Triton gives wrong output

Description

The problem with the inference of the classifier model (HRNet W30) via the Triton Inference Server (of just Triton). The model was trained for 2 classes using MMPretrain (PyTorch underneath is used) framework. Then the weights are converted using the deploy.py script from MMDeploy framework into TensorRT format and were running inside Triton.

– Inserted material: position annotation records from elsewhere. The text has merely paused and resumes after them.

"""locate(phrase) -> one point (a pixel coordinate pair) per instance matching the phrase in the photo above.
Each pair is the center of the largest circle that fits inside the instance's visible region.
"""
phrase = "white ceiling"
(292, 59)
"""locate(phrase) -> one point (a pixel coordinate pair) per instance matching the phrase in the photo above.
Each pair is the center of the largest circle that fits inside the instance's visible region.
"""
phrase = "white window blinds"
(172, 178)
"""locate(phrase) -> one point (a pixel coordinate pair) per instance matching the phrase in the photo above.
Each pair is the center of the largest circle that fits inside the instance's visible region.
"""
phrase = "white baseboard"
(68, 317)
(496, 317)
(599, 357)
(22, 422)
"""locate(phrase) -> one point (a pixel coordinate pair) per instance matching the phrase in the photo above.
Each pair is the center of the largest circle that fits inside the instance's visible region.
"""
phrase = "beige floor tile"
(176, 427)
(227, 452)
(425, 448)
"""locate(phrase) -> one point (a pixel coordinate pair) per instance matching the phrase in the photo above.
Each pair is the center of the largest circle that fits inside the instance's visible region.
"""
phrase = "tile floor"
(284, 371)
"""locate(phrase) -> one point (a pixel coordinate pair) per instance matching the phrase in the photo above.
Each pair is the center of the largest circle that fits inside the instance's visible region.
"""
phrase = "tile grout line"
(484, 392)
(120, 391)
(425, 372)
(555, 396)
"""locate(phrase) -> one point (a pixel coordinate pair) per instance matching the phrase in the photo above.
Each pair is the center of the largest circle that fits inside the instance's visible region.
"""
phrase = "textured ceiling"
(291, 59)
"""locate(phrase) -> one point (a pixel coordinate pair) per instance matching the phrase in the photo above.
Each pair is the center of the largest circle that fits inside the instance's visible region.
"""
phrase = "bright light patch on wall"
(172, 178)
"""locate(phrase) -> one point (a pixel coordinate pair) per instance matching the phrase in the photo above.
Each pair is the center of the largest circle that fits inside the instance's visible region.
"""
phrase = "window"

Model weights worked correctly before conversion. After converting the weights into TensorRT format, the correct classification is also given through the test script from MMPretrain github - image_demo.py.

But when I try to get predicts via Triton server (using asynchronous requests), the model always returns a constant predicts. Its result through triton is always 1 confidence for the first class and 0 for the second.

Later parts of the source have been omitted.